Sally Heyman, a Miami-Dade County Commissioner, said officials have been unable to make contact with 51 individuals who "supposedly" live in the building, home to a mix of people including families and part-time "snow bird" residents who spend the winter months in Florida.
Miami-Dade Police Director Freddy Ramirez later told reporters that 99 people were unaccounted for and that 53 others whose whereabouts were initially unknown have since been located, though he did not make clear whether everyone in the second group was alive.
"Fire and rescue are in there with their search team, with their dogs. It's a very dangerous site right now. Very unstable," Ramirez told reporters. "They're in search-and-rescue mode, and they will be in that mode for a while. They are not quitting. They're going to work through the night. They are not stopping."
Ramirez said the numbers of known casualties and people missing were likely to fluctuate.
"I don't want to set false expectations," he said. "This is a very tragic situation for those families and for the community."
A fire official said 35 people were rescued from the building in Surfside, a seaside enclave of 5,700 residents on a barrier island across Biscayne Bay from the city of Miami, including two who were pulled from the rubble as response teams used trained dogs and drones in the search for survivors.

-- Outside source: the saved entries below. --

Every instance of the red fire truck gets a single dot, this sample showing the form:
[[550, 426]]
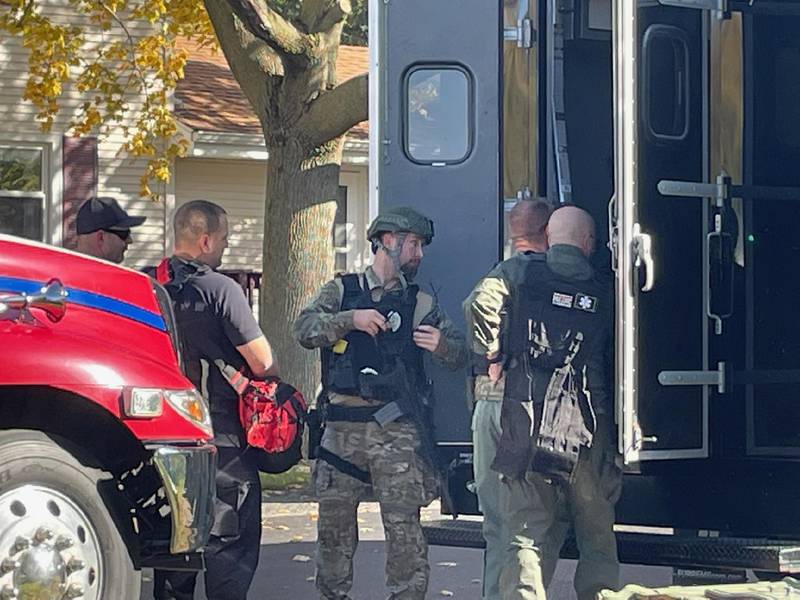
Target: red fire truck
[[105, 461]]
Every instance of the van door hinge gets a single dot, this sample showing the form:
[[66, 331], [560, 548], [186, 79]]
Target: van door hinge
[[717, 378], [724, 190], [523, 34]]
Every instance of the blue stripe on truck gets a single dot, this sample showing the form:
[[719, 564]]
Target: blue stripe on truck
[[90, 300]]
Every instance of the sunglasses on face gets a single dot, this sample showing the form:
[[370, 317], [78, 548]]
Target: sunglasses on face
[[123, 234]]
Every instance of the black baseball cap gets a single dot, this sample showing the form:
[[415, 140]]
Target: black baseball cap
[[104, 213]]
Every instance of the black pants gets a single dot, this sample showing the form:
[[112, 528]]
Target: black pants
[[232, 552]]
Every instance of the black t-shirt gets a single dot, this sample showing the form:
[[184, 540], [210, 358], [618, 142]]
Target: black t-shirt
[[213, 318]]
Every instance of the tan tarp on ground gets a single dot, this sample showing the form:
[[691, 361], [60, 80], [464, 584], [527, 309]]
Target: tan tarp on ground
[[789, 589]]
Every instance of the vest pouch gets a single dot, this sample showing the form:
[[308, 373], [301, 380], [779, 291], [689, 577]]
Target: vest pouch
[[342, 375], [386, 385]]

Officials said the building, built in 1981, was going through a recertification process requiring repairs and that another building was being built next door, although the cause of the collapse remained unclear.

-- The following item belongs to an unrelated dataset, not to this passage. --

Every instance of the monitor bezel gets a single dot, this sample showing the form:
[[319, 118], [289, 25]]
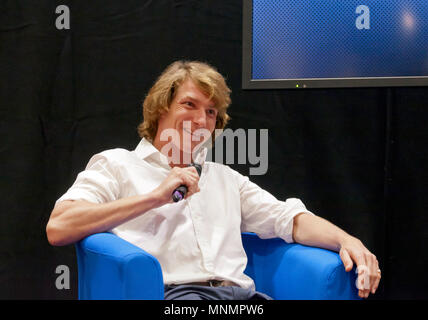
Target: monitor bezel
[[306, 83]]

"We have 51 people that were assumed to have been there, but you don't know between vacations or anything else, so we're still waiting," Heyman told CNN by phone earlier in the day. "The hope is still there, but it's waning."
Jenny Urgelles woke up to the news that her parents' building had collapsed. She called them, but both their phones went straight to voicemail, she told WSVN 7 News.
"I am holding on to hope. I very desperate to know what's happening," she told the local Fox affiliate.
Footage from WPLG Local 10, a Miami TV station, showed a rescue team pulling a boy from piles of debris and rebar, and firefighters using ladder trucks to rescue residents trapped on balconies.
The search effort was slowed by at least one fire that burned at the site as emergency crews doused the rubble with water, local media reported.
Emergency responders and officials were still looking for people who might be in the rubble, as well as trying to identify residents who were not home at 1:30 a.m. (0530 GMT), when an entire side of the building gave way and fell to the ground below.
"We all woke up in the early morning hours to a tragic scene," said Florida Governor Ron DeSantis, who toured the scene of the catastrophe on Thursday afternoon. "We still have hope to identify additional survivors."
At least six Paraguayan nationals were among those unaccounted for, Paraguay's Ministry of Foreign Affairs said in a statement, including the sister of Paraguay's first lady, the sister's husband Luis Pettengill and their three children.
SUBJECT TO VARIOUS INSPECTIONS
The Champlain Towers South had more than 130 units, about 80 of which were occupied. It had been subject to various inspections recently due to the recertification process and the adjacent construction of a building called 88 Park, Surfside Commissioner Charles Kesl told Local 10.
Surfside Mayor Charles Burkett said construction work was being done on the roof of the Champlain Towers South but there was no indication that it caused the collapse.
"It's hard to imagine how this could have happened," Burkett told reporters. "Buildings just don't fall down."
Burkett said that part of the building with balconies facing the beach collapsed, with one floor appearing to have fallen atop another, cascading down.
"The back of the building, probably a third or more, is totally pancaked," he said.
Resident Barry Cohen and his wife were rescued from the building.
"At first it sounded like a flash of lightning or thunder," Cohen, a former vice mayor of Surfside and a resident of the building, told reporters at the scene. "But then it just kept on - steadily for at least 15 to 30 seconds - it just kept on going and going and going."
Cohen also said there had been construction for more than a month on the building's roof.